'Chrome not reachable' error when running selenium in AWS Lambda

🐛 Bug Report

We are seeing chrome not reachable exception while running selenium ui tests on aws lambda.

I also published a similar bug on chromium bug list. Unfortunately, there is still no happy news there.

To Reproduce

Step 1: Create AWS account, and then create the AWS lambda running selenium.

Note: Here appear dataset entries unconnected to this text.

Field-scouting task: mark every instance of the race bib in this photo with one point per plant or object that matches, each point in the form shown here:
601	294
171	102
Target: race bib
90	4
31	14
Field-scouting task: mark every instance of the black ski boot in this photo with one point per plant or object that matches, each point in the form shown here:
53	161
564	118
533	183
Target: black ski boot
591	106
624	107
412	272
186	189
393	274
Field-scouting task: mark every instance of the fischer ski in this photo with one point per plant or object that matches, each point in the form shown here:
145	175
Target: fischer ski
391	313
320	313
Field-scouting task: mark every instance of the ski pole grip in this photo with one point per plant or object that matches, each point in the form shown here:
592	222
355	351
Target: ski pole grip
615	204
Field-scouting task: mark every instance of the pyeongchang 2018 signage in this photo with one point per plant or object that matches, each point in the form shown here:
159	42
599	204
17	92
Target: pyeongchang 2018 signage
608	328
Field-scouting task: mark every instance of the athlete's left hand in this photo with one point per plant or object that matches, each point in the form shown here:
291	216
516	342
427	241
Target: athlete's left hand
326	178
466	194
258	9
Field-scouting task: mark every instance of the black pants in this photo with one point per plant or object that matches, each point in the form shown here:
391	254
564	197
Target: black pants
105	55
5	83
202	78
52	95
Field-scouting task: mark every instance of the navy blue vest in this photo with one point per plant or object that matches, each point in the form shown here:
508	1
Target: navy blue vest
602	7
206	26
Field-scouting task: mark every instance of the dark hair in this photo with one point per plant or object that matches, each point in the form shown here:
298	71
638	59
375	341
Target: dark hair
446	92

Similar to what you can find here

Step 2: Then you can run the following test

@Test
public void appleAirPodsTest() {
    navigateToURL("https://www.apple.com/airpods-pro/");

    for(int i = 0; i < 10000; i++) {
        scrollDownBy(0, 10);
    }
}

@Test
public void appleIphone12Test() {
    navigateToURL("https://www.apple.com/iphone-12-pro/");

    for(int i = 0; i < 10000; i++) {
        scrollDownBy(0, 10);
    }
}

The Apple sites were chosen because they are rich, beautiful, interactive, and contain a lot of animations and modern techniques. However, this problem happens in our internal platform, not related to Apple at all. And, not related to scroll. It happens in all different test cases.

Expected behavior

We expected the tests to finish the run, the driver to be terminated, the logs to be printed (published), and everyone to be happy ever since. However, the reality is slightly different - it occurs that the test "fails" right after 60-90 seconds into the run.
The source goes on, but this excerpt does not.